Ia mengakui jika kasus tahun ini sudah ditangani dengan baik. Kasus yang terjadi sekarang sudah ditangani menurut aturan yang berlaku. Penanganan kasusnya tidak melihat apakah itu warga negara asing atau warga negara lokal. Perlakuannya sama saja. Ini aturan yang berlaku ketika Nyepi di Bali dan sudah puluhan tahun lakukan itu. Ia meminta agar kasus ini menjadi pembelajaran kedepannya. Aturan Nyepi harus diosialisasikan secara masif, supaya lebih baik lagi, sehingga semua komponen masyarakat ikut memiliki dan ikut menjaga bahwa kalau Nyepi di Bali itu apa hal yang tidak bisa kita lakukan. Ini bukan saja tugas pemerintah tetapi semua komponen masyarakat. Selain itu perlu juga menjaga sikap hormat kita kepada petugas dan aparat kita. Warga Bali tanpa kecuali mengikuti aturan yang berlaku saat itu dan itu adalah sikap warga negara mengikuti aturan yang berlaku.

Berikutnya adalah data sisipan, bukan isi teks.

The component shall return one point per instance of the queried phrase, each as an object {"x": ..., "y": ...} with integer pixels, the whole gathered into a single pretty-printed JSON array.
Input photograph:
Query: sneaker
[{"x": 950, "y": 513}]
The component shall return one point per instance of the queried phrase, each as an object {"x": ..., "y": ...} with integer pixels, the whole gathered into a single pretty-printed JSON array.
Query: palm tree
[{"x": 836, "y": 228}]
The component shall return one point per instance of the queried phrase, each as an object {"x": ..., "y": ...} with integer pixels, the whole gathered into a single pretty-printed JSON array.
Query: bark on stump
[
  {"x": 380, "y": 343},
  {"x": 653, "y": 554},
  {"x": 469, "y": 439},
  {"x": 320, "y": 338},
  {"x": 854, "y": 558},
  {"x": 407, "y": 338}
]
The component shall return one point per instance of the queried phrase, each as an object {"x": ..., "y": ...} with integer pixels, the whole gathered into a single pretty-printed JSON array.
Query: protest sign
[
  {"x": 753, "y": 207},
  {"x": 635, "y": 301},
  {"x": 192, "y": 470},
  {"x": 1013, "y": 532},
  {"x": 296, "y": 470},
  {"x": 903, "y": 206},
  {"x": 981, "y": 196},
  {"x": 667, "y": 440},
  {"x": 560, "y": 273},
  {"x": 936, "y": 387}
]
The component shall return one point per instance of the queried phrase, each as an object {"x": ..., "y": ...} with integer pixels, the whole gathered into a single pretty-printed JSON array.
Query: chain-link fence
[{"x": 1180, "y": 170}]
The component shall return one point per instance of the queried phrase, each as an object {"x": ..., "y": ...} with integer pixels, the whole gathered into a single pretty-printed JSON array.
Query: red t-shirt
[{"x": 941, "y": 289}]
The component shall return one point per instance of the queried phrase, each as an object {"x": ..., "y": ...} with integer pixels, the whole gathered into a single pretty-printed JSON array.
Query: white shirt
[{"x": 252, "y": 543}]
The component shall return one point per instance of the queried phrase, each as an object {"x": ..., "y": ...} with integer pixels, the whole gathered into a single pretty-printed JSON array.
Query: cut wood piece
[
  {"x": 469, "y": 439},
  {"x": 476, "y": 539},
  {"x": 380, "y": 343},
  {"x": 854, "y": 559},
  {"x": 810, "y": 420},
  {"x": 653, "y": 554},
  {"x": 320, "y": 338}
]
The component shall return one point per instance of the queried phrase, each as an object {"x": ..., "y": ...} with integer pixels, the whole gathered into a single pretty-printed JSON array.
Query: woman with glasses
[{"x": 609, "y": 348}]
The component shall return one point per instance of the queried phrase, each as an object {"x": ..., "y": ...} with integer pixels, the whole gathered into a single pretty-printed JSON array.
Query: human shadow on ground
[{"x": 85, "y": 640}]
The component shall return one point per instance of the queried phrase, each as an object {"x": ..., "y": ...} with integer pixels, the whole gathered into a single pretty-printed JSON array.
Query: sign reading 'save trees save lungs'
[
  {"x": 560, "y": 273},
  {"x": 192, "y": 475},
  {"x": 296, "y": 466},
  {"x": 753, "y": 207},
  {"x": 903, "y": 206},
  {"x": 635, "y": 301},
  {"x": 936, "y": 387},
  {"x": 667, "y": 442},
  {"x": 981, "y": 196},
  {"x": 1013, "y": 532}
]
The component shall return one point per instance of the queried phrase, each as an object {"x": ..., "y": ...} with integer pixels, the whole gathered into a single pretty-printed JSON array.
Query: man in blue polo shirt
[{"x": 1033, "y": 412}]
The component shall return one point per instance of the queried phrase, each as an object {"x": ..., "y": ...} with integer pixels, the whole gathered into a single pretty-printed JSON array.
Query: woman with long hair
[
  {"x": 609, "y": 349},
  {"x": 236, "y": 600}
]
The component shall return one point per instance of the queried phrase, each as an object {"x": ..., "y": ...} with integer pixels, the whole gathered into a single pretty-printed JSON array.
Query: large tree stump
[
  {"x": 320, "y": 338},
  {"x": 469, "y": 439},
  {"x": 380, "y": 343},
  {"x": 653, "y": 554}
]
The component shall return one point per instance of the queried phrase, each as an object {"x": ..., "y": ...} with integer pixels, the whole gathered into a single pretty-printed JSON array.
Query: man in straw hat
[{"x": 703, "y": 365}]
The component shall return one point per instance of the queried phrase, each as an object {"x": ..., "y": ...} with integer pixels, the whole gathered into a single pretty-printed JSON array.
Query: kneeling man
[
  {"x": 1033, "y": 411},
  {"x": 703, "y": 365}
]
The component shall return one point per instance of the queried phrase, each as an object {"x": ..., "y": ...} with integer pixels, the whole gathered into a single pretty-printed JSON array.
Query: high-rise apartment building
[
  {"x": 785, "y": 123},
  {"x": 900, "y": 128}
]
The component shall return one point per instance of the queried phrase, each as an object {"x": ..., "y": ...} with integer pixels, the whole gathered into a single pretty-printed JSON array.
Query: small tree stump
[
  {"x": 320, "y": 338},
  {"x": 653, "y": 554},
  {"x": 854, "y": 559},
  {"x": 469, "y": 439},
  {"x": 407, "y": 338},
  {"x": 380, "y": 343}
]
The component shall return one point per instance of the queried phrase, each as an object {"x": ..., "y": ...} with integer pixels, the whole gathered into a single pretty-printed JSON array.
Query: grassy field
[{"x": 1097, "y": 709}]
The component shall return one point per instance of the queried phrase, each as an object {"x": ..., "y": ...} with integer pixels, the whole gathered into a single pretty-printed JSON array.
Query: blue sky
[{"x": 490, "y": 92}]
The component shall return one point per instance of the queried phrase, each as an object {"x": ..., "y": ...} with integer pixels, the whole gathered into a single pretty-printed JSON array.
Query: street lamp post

Dalam Nyepi tahun ini, umat muslim juga masih diperbolehkan sholat tarawih untuk pembukaan bulan puasa. Itu pun sudah sesuai aturan yang sudah dibuat seperti tidak menggunakan kendaraan bermotor, tidak menggunakan pengeras suara, manfaatkan masjid terdekat dengan berjalan kaki, tidak merokok saat di jalanan, tidak mengobrol dan sebagainya. Kalau sudah memiliki aturan ini maka aparat perlu ketegasan dan kewibawaan untuk menjalankan tugas dan peran mereka, tetapi tetap menunjukkan sikap persaudaraan dan kekeluargaan.
“Jadi yang dilihat di video-video ini, jadi seperti debat kusir dengan aparat. Aparat juga harus ada komandannya, satu komandannya, itulah yang bicara, yang lainnya dengarkan. Jangan semuanya berbicara,”jelasnya.
Ia menegaskan jika toleransi itu ibarat jual beli, ada tawar menawar, ada kekeluargaan dan sebagainya. “Misalnya saudara muslim di Bali boleh sholat tarawih tetapi dengan aturan yang berlaku, sementara warga Bali yang sedang Nyepi juga harus membiarkan umat lain untuk menjalankan ibadahnya dengan tetap memperhatikan norma yang berlaku. Tahun ini memang kebetulan Nyepi terjadi bersamaa dengan pembukaan bulan puasa. Bila tidak maka umat muslim juga tidak diperbolehkan sholat di masjid,”tutupnya.